Dive Brief:
- Virtually all companies have experienced some type of intrusion due to vulnerable code, application security firm Checkmarx said in a report released Thursday.
- Nearly eight in 10 firms reported experiencing such breaches in 2023, but that figure climbed more than 90% last year and reached 98% this year.
- At the same time, eight in 10 companies said they sometimes or often released software with code they knew was vulnerable, up from two-thirds in 2024. “This isn’t oversight,” Checkmarx said. “It’s strategy.”
Dive Insight:
While many cyberattacks exploit human error, including through social engineering, software vulnerabilities remain a potent way to penetrate a target network. But despite widespread awareness of this fact, Checkmarx said, “security breaches caused by vulnerable code remain widespread.”
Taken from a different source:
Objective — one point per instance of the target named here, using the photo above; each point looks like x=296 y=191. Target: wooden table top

“Most organizations know the risks,” the company observed, “yet too few are acting decisively to reduce them.”
The percentage of surveyed organizations that experienced four or more breaches per year nearly doubled since Checkmarx’s last annual survey, reaching 27% this year after hitting 16% in 2024.
Checkmarx said the rise “suggests a compounding risk effect, where each breach potentially weakens defenses, exposes additional vulnerabilities, or signals deeper systemic issues in the organization’s software development and security practices.”
Checkmarx’s report is based on surveys of 514 chief information security officers, 501 application security managers and 504 software developers in the U.S. and eight other countries.
More than a third of companies (35%) expect to experience a software supply-chain compromise in the next 12 to 18 months, topping the list of expected attack vectors. The same percentage of companies predicted that they would experience a breach due to a vendor intrusion, while roughly the same number of respondents predicted an intrusion due to a cloud service misconfiguration.
Only 31% of CISOs and application security managers consider their security program to be highly mature. Another 47% said they had above-average programs that had room for improvement. Checkmarx said it was alarmed to find that nearly 20% of respondents reported “significant gaps” in their programs.
Companies are also eagerly embracing AI-generated code. Half of respondents said they use AI security code assistants, but 18% of companies have policies governing the use of those tools. Additionally, only 12% of companies said they could adequately manage the security implications of using AI to generate code.